Épisode AILC-SHT : le feuilleton n’est pas encore terminé. La SHT fait une mise au point

Le bras de fer entre l’Autorité indépendante de lutte contre la corruption (AILC) et la Société des hydrocarbures du Tchad (SHT) connaît un nouvel épisode.

Après le communiqué de l’AILC publié le 12 août à la suite de sa mission de contrôle au sein de la SHT, l’entreprise pétrolière vient de publier, à son tour, une mise au point détaillée. Autrement dit, le dossier n’a visiblement pas encore livré son dernier chapitre.

Dans son communiqué de presse n°001/SHT/2026, la SHT affirme avoir pleinement collaboré à la mission de contrôle de l’AILC. Elle indique avoir désigné un point focal, aménagé un cadre de travail pour les contrôleurs et répondu, dans les délais, aux différentes demandes qui lui ont été adressées.

L’entreprise rejette ainsi toute accusation laissant entendre qu’elle aurait volontairement fait obstacle au contrôle. Selon elle, certaines contraintes liées à la nature des documents demandés et aux procédures internes ne peuvent être assimilées à un refus de coopération.

Une intervention qui fait débat

La SHT conteste surtout les conditions dans lesquelles l’intervention du 7 août s’est déroulée dans ses locaux. Elle affirme avoir constaté la présence de plusieurs personnes qui, selon elle, ne figuraient pas parmi les agents mentionnés dans l’ordre de mission présenté à l’entreprise.

La société invoque notamment l’article 50 du décret n°2015/PR/2024 du 31 décembre 2024, qui prévoit que l’ordre de mission précise notamment les agents missionnés, l’objet du contrôle, le secteur concerné et la durée de la mission.

La SHT affirme également que la Contrôleure générale adjointe de l’AILC était accompagnée d’agents en civil ainsi que d’un important dispositif militaire armé. Un déploiement que l’entreprise juge « coercitif et disproportionné » et qui, selon elle, aurait perturbé son fonctionnement.

La Directrice commerciale au cœur de la controverse

Autre point particulièrement sensible : le traitement réservé à la Directrice commerciale et marketing de la SHT.

L’entreprise affirme que cette dernière a été maintenue pendant près de cinq heures dans son bureau, sous la présence d’agents de l’AILC et de militaires armés. Elle soutient également que son téléphone personnel et son ordinateur professionnel lui auraient été retirés.

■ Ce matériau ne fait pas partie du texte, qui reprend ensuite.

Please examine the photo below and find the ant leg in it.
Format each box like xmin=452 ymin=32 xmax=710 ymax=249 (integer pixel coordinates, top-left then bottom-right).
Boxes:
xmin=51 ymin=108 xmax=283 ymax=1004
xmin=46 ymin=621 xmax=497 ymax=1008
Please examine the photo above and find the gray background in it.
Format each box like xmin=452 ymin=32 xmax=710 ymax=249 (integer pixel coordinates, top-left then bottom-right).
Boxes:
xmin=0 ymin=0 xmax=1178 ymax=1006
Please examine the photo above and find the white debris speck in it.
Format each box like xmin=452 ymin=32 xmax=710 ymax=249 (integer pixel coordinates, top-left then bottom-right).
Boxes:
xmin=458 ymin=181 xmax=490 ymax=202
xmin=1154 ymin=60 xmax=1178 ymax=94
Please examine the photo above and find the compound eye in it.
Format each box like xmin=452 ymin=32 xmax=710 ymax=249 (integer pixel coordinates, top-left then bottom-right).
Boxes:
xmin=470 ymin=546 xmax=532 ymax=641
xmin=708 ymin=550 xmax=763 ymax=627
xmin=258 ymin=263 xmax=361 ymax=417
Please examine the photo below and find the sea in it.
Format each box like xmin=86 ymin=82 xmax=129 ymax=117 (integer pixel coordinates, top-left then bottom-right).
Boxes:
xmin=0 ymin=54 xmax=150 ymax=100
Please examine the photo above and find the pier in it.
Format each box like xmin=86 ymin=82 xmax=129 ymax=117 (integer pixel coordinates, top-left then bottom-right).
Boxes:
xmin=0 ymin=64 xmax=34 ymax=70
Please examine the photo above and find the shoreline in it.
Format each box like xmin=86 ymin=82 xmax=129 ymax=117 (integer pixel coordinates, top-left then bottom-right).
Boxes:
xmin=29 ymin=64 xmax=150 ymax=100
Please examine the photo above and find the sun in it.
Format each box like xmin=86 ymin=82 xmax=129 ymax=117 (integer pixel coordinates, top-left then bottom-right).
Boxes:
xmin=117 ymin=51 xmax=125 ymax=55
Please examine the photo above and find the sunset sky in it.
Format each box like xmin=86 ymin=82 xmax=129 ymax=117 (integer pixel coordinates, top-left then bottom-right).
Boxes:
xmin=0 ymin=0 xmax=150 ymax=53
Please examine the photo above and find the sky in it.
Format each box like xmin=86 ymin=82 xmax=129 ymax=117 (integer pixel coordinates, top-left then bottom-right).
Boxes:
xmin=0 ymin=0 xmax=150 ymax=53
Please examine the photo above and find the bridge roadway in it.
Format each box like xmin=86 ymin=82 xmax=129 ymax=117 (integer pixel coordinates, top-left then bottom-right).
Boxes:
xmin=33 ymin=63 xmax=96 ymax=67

La SHT estime que ces faits soulèvent des interrogations sur le respect des garanties reconnues aux personnes faisant l’objet d’un contrôle. Elle cite notamment l’article 31 du décret précité, relatif à l’impartialité, à la présomption d’innocence et au respect des droits de la défense.

Sur ce point, la SHT ne se contente donc pas de contester : elle demande implicitement que les conditions de l’intervention soient elles-mêmes examinées.

Factures : deux versions pour un même épisode

Le communiqué de la SHT revient également sur une question plus technique, mais qui pourrait prendre une dimension importante dans le dossier : l’impression des factures demandées par la mission.

Selon l’AILC, citée par la SHT, la Directrice commerciale et marketing aurait elle-même imprimé les factures avant leur remise à la mission contre décharge.

La SHT dément cette version. Elle affirme que la Contrôleure générale adjointe aurait pris possession du poste de travail de la Directrice, ouvert les fichiers concernés et imprimé elle-même les documents, sans qu’aucune décharge ne soit délivrée.

Une divergence factuelle de plus dans un dossier où, décidément, chaque document semble avoir son propre scénario.

La SHT dit ne pas chercher la confrontation

Dans sa conclusion, la société assure ne rechercher « aucune confrontation de principe » avec l’AILC. Elle affirme vouloir uniquement éclairer l’opinion publique sur le déroulement des événements.

La SHT réaffirme par ailleurs son soutien à la lutte contre la corruption et à la bonne gouvernance, tout en estimant que les missions de contrôle doivent être conduites dans le strict respect de la légalité et des procédures prévues par les textes.

L’AILC avait, de son côté, publié le 12 août un communiqué exposant sa propre version des faits et les circonstances de sa mission au sein de la SHT.

Avec cette nouvelle sortie de la société pétrolière, les deux parties ont désormais exposé publiquement des versions sensiblement différentes du déroulement de l’intervention du 7 août.

Reste désormais à savoir si le prochain épisode se jouera encore par communiqués interposés… ou dans le cadre des procédures prévues par les textes. Une chose est sûre : l’épisode AILC-SHT n’est pas encore terminé.